In forceful comments to a parliamentary hearing on Monday commissioner Robert Redlich said IBAC was constrained by “onerous” laws that required many hearings to be held behind closed doors.
Under Victorian legislation IBAC may only examine a witness in public if IBAC is satisfied that there are exceptional circumstances.
In 2020 the Andrews Government further restricted the capacity of IBAC to conduct a public examination.
Under the laws IBAC may only order a person to appear as a witness in a public examination if it considers there are exceptional circumstances, or it is in the public interest.
It can also order public hearings if other factors arise, including whether the conduct that is the subject of the investigation may constitute serious or systemic corrupt conduct.
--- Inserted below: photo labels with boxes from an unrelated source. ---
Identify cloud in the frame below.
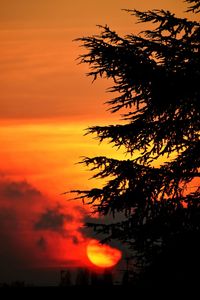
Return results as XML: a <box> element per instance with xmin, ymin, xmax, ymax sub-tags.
<box><xmin>0</xmin><ymin>180</ymin><xmax>42</xmax><ymax>200</ymax></box>
<box><xmin>36</xmin><ymin>236</ymin><xmax>47</xmax><ymax>251</ymax></box>
<box><xmin>34</xmin><ymin>206</ymin><xmax>73</xmax><ymax>232</ymax></box>
<box><xmin>0</xmin><ymin>175</ymin><xmax>92</xmax><ymax>282</ymax></box>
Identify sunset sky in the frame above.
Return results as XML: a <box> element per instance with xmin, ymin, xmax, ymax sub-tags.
<box><xmin>0</xmin><ymin>0</ymin><xmax>194</xmax><ymax>282</ymax></box>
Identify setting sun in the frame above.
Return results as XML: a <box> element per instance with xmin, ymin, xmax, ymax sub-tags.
<box><xmin>87</xmin><ymin>240</ymin><xmax>122</xmax><ymax>268</ymax></box>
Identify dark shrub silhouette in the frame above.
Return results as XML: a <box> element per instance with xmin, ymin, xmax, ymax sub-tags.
<box><xmin>73</xmin><ymin>0</ymin><xmax>200</xmax><ymax>284</ymax></box>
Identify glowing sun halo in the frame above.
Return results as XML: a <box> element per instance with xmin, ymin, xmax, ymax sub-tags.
<box><xmin>87</xmin><ymin>240</ymin><xmax>122</xmax><ymax>268</ymax></box>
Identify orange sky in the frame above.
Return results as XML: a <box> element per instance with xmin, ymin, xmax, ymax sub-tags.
<box><xmin>0</xmin><ymin>0</ymin><xmax>195</xmax><ymax>286</ymax></box>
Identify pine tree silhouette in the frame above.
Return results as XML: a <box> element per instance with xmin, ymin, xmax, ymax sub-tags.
<box><xmin>73</xmin><ymin>0</ymin><xmax>200</xmax><ymax>282</ymax></box>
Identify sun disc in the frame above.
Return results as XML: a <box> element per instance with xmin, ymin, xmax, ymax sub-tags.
<box><xmin>87</xmin><ymin>240</ymin><xmax>122</xmax><ymax>268</ymax></box>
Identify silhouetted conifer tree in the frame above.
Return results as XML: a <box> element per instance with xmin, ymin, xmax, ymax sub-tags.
<box><xmin>74</xmin><ymin>0</ymin><xmax>200</xmax><ymax>276</ymax></box>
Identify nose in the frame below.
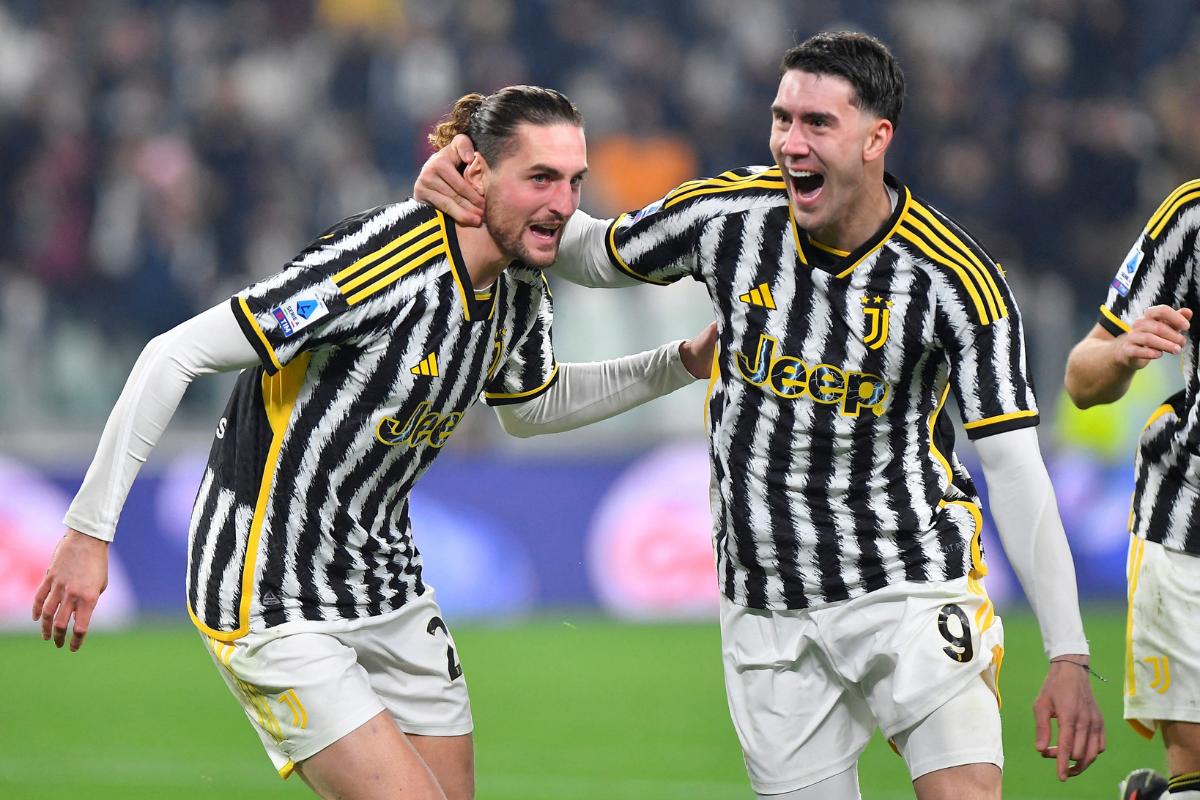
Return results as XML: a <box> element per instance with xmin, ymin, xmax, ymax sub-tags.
<box><xmin>782</xmin><ymin>125</ymin><xmax>810</xmax><ymax>157</ymax></box>
<box><xmin>546</xmin><ymin>181</ymin><xmax>580</xmax><ymax>219</ymax></box>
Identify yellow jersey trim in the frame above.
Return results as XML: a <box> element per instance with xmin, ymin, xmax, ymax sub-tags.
<box><xmin>1146</xmin><ymin>180</ymin><xmax>1200</xmax><ymax>239</ymax></box>
<box><xmin>787</xmin><ymin>201</ymin><xmax>809</xmax><ymax>266</ymax></box>
<box><xmin>835</xmin><ymin>187</ymin><xmax>912</xmax><ymax>278</ymax></box>
<box><xmin>900</xmin><ymin>225</ymin><xmax>991</xmax><ymax>325</ymax></box>
<box><xmin>187</xmin><ymin>353</ymin><xmax>312</xmax><ymax>642</ymax></box>
<box><xmin>1141</xmin><ymin>403</ymin><xmax>1175</xmax><ymax>431</ymax></box>
<box><xmin>1100</xmin><ymin>306</ymin><xmax>1129</xmax><ymax>333</ymax></box>
<box><xmin>962</xmin><ymin>411</ymin><xmax>1038</xmax><ymax>431</ymax></box>
<box><xmin>912</xmin><ymin>203</ymin><xmax>1008</xmax><ymax>319</ymax></box>
<box><xmin>484</xmin><ymin>363</ymin><xmax>558</xmax><ymax>399</ymax></box>
<box><xmin>238</xmin><ymin>297</ymin><xmax>283</xmax><ymax>372</ymax></box>
<box><xmin>662</xmin><ymin>175</ymin><xmax>787</xmax><ymax>210</ymax></box>
<box><xmin>1126</xmin><ymin>536</ymin><xmax>1153</xmax><ymax>695</ymax></box>
<box><xmin>334</xmin><ymin>218</ymin><xmax>445</xmax><ymax>288</ymax></box>
<box><xmin>929</xmin><ymin>384</ymin><xmax>954</xmax><ymax>483</ymax></box>
<box><xmin>809</xmin><ymin>236</ymin><xmax>850</xmax><ymax>258</ymax></box>
<box><xmin>703</xmin><ymin>342</ymin><xmax>721</xmax><ymax>431</ymax></box>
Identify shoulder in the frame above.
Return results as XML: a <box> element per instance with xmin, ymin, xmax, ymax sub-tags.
<box><xmin>638</xmin><ymin>166</ymin><xmax>787</xmax><ymax>213</ymax></box>
<box><xmin>298</xmin><ymin>200</ymin><xmax>440</xmax><ymax>261</ymax></box>
<box><xmin>895</xmin><ymin>193</ymin><xmax>1012</xmax><ymax>325</ymax></box>
<box><xmin>1146</xmin><ymin>180</ymin><xmax>1200</xmax><ymax>240</ymax></box>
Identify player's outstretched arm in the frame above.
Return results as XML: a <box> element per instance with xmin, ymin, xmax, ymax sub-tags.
<box><xmin>413</xmin><ymin>133</ymin><xmax>484</xmax><ymax>228</ymax></box>
<box><xmin>496</xmin><ymin>323</ymin><xmax>716</xmax><ymax>438</ymax></box>
<box><xmin>34</xmin><ymin>303</ymin><xmax>258</xmax><ymax>651</ymax></box>
<box><xmin>976</xmin><ymin>428</ymin><xmax>1105</xmax><ymax>781</ymax></box>
<box><xmin>413</xmin><ymin>133</ymin><xmax>641</xmax><ymax>288</ymax></box>
<box><xmin>1063</xmin><ymin>306</ymin><xmax>1192</xmax><ymax>408</ymax></box>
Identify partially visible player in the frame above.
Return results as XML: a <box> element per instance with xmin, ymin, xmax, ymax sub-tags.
<box><xmin>418</xmin><ymin>34</ymin><xmax>1104</xmax><ymax>800</ymax></box>
<box><xmin>1066</xmin><ymin>180</ymin><xmax>1200</xmax><ymax>800</ymax></box>
<box><xmin>34</xmin><ymin>86</ymin><xmax>714</xmax><ymax>800</ymax></box>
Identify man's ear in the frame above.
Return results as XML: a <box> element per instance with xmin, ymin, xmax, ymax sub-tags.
<box><xmin>863</xmin><ymin>119</ymin><xmax>895</xmax><ymax>162</ymax></box>
<box><xmin>462</xmin><ymin>152</ymin><xmax>492</xmax><ymax>194</ymax></box>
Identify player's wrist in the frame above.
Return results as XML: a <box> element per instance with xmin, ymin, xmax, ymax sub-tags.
<box><xmin>1050</xmin><ymin>652</ymin><xmax>1092</xmax><ymax>669</ymax></box>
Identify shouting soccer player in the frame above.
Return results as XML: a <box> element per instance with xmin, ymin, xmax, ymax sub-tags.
<box><xmin>416</xmin><ymin>34</ymin><xmax>1104</xmax><ymax>800</ymax></box>
<box><xmin>34</xmin><ymin>86</ymin><xmax>715</xmax><ymax>800</ymax></box>
<box><xmin>1066</xmin><ymin>180</ymin><xmax>1200</xmax><ymax>800</ymax></box>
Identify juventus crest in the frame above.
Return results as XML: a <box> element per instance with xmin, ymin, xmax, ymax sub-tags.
<box><xmin>859</xmin><ymin>294</ymin><xmax>892</xmax><ymax>350</ymax></box>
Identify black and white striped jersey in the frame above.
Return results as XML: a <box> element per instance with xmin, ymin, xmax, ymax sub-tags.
<box><xmin>606</xmin><ymin>167</ymin><xmax>1038</xmax><ymax>609</ymax></box>
<box><xmin>1099</xmin><ymin>180</ymin><xmax>1200</xmax><ymax>555</ymax></box>
<box><xmin>187</xmin><ymin>201</ymin><xmax>558</xmax><ymax>640</ymax></box>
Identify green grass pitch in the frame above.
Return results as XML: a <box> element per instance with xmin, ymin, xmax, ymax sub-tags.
<box><xmin>0</xmin><ymin>608</ymin><xmax>1163</xmax><ymax>800</ymax></box>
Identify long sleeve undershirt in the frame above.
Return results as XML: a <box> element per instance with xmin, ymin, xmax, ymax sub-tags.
<box><xmin>64</xmin><ymin>303</ymin><xmax>695</xmax><ymax>541</ymax></box>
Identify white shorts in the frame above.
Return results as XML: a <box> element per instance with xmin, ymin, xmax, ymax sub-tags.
<box><xmin>721</xmin><ymin>578</ymin><xmax>1004</xmax><ymax>794</ymax></box>
<box><xmin>203</xmin><ymin>589</ymin><xmax>472</xmax><ymax>777</ymax></box>
<box><xmin>1124</xmin><ymin>536</ymin><xmax>1200</xmax><ymax>738</ymax></box>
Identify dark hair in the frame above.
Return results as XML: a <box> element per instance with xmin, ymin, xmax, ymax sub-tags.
<box><xmin>782</xmin><ymin>31</ymin><xmax>904</xmax><ymax>126</ymax></box>
<box><xmin>430</xmin><ymin>85</ymin><xmax>583</xmax><ymax>167</ymax></box>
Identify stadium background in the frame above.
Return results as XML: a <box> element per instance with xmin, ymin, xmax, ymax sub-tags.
<box><xmin>0</xmin><ymin>0</ymin><xmax>1200</xmax><ymax>800</ymax></box>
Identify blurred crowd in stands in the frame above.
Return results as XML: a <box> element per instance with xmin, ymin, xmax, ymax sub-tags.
<box><xmin>0</xmin><ymin>0</ymin><xmax>1200</xmax><ymax>450</ymax></box>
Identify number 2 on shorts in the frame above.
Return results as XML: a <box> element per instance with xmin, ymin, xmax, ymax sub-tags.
<box><xmin>425</xmin><ymin>612</ymin><xmax>463</xmax><ymax>680</ymax></box>
<box><xmin>937</xmin><ymin>603</ymin><xmax>974</xmax><ymax>662</ymax></box>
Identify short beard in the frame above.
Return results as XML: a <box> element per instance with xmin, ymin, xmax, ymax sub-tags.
<box><xmin>484</xmin><ymin>205</ymin><xmax>558</xmax><ymax>269</ymax></box>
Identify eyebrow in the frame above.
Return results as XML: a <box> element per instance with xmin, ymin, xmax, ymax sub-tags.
<box><xmin>527</xmin><ymin>164</ymin><xmax>588</xmax><ymax>179</ymax></box>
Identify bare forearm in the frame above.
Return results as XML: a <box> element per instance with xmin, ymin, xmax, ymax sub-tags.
<box><xmin>1063</xmin><ymin>337</ymin><xmax>1138</xmax><ymax>408</ymax></box>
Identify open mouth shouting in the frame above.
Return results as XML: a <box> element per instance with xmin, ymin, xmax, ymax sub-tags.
<box><xmin>787</xmin><ymin>167</ymin><xmax>824</xmax><ymax>207</ymax></box>
<box><xmin>529</xmin><ymin>219</ymin><xmax>563</xmax><ymax>246</ymax></box>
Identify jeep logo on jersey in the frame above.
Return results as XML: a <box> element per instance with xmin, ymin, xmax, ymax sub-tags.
<box><xmin>733</xmin><ymin>333</ymin><xmax>888</xmax><ymax>416</ymax></box>
<box><xmin>859</xmin><ymin>295</ymin><xmax>892</xmax><ymax>350</ymax></box>
<box><xmin>376</xmin><ymin>401</ymin><xmax>462</xmax><ymax>447</ymax></box>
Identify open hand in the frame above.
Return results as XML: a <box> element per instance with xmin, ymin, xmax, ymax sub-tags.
<box><xmin>34</xmin><ymin>528</ymin><xmax>108</xmax><ymax>652</ymax></box>
<box><xmin>1033</xmin><ymin>655</ymin><xmax>1104</xmax><ymax>781</ymax></box>
<box><xmin>679</xmin><ymin>323</ymin><xmax>716</xmax><ymax>378</ymax></box>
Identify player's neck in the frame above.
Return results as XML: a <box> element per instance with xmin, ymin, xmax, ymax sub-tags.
<box><xmin>809</xmin><ymin>180</ymin><xmax>893</xmax><ymax>253</ymax></box>
<box><xmin>455</xmin><ymin>223</ymin><xmax>512</xmax><ymax>289</ymax></box>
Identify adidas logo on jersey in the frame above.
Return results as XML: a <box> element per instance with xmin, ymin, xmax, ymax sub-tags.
<box><xmin>409</xmin><ymin>353</ymin><xmax>440</xmax><ymax>378</ymax></box>
<box><xmin>733</xmin><ymin>333</ymin><xmax>888</xmax><ymax>416</ymax></box>
<box><xmin>738</xmin><ymin>283</ymin><xmax>775</xmax><ymax>309</ymax></box>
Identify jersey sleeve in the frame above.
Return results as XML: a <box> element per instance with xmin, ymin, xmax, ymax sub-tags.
<box><xmin>484</xmin><ymin>273</ymin><xmax>558</xmax><ymax>405</ymax></box>
<box><xmin>230</xmin><ymin>203</ymin><xmax>429</xmax><ymax>374</ymax></box>
<box><xmin>935</xmin><ymin>217</ymin><xmax>1039</xmax><ymax>439</ymax></box>
<box><xmin>605</xmin><ymin>167</ymin><xmax>786</xmax><ymax>285</ymax></box>
<box><xmin>1098</xmin><ymin>180</ymin><xmax>1200</xmax><ymax>336</ymax></box>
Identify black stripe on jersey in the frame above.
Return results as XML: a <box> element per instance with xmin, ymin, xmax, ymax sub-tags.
<box><xmin>896</xmin><ymin>221</ymin><xmax>998</xmax><ymax>325</ymax></box>
<box><xmin>964</xmin><ymin>413</ymin><xmax>1042</xmax><ymax>441</ymax></box>
<box><xmin>883</xmin><ymin>321</ymin><xmax>940</xmax><ymax>581</ymax></box>
<box><xmin>604</xmin><ymin>215</ymin><xmax>683</xmax><ymax>287</ymax></box>
<box><xmin>187</xmin><ymin>480</ymin><xmax>222</xmax><ymax>628</ymax></box>
<box><xmin>710</xmin><ymin>217</ymin><xmax>767</xmax><ymax>608</ymax></box>
<box><xmin>438</xmin><ymin>217</ymin><xmax>497</xmax><ymax>323</ymax></box>
<box><xmin>908</xmin><ymin>198</ymin><xmax>1008</xmax><ymax>320</ymax></box>
<box><xmin>753</xmin><ymin>206</ymin><xmax>810</xmax><ymax>608</ymax></box>
<box><xmin>662</xmin><ymin>167</ymin><xmax>787</xmax><ymax>209</ymax></box>
<box><xmin>806</xmin><ymin>272</ymin><xmax>857</xmax><ymax>602</ymax></box>
<box><xmin>338</xmin><ymin>231</ymin><xmax>446</xmax><ymax>306</ymax></box>
<box><xmin>708</xmin><ymin>215</ymin><xmax>737</xmax><ymax>599</ymax></box>
<box><xmin>1146</xmin><ymin>180</ymin><xmax>1200</xmax><ymax>240</ymax></box>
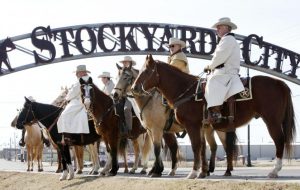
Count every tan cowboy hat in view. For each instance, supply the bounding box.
[74,65,91,73]
[98,72,111,78]
[119,56,136,66]
[168,38,186,49]
[212,17,237,30]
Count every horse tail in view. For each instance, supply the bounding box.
[119,138,128,156]
[282,84,296,158]
[225,131,238,160]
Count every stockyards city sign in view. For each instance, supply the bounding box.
[0,23,300,84]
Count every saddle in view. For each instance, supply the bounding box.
[196,77,252,125]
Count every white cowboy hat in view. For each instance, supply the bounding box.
[168,38,186,49]
[98,72,111,78]
[212,17,237,30]
[74,65,91,73]
[119,56,136,66]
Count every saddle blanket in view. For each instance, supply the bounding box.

But the risk of causing unreasonable damage to a person’s reputation, safety or wellbeing requires hearings to be held in private.
The Premier faced renewed calls to stand down last week after it was revealed he has been secretly grilled over his relationship with property developer John Woodman.
Mr Andrews testified in private as part of Operation Sandon which is probing allegedly corrupt land deals.
He also gave evidence at a private hearing as part of IBAC’s Operation Watts, which investigated claims of widespread corruption within the Victorian Labor Party.
Commissioner Redlich told the parliament’s Integrity and Oversight committee that public hearings were a preferred model.
“I don’t think there can be any arguments that public hearings are still the most effective way of developing trust in institutions that have to investigate and expose corruption,” he said.
“I don’t think there’s a doubt that by placing matters in the public domain one is best able to ensure that there is a public and executive government appetite to embrace reforms that are exposed when particular wrongdoing is revealed.”
Mr Redlich said there were good reasons to hold hearings in private, particularly where the welfare of witnesses was in question.
“Minds can differ about the extent to which public hearing rights should be limited,” he said.
“Our requirements are more onerous than they are in other circumstances.
“I think there could be serious consideration given to the exceptional circumstance requirements.”
Barrister Paul Hayes, QC, has repeatedly called for more transparency around the IBAC.
“The value of having an anti-corruption hearing which consistently questions all witnesses relevant to its inquiry in public is to ensure transparency not just of IBAC’s investigations, but also IBAC itself,” he said
“It is difficult to understand why IBAC has held public hearings for some witnesses giving evidence relevant to an investigation and not others. Consistency here is the key.
“Either have a secret investigation, as IBAC is entitled to do under its governing legislation, or have a public investigation where all witnesses are questioned in public, but not an investigation which is a little bit of both.”
Mr Hayes said an inconsistent approach by IBAC in determining which witnesses give their evidence in public and which witnesses do not, risked embarrassing the commission.
“Witnesses whose evidence has not had the benefit of being aired in the same public forum in which other evidence in an inquiry has come to light and where the public is able to form a balanced and more complete view of all of the evidence gathered in the investigation can be subject to scandalous speculation,” he said.
“Further, public confidence in IBAC is vulnerable to being undermined, where the public might perceive that IBAC treats some witnesses differently to others.”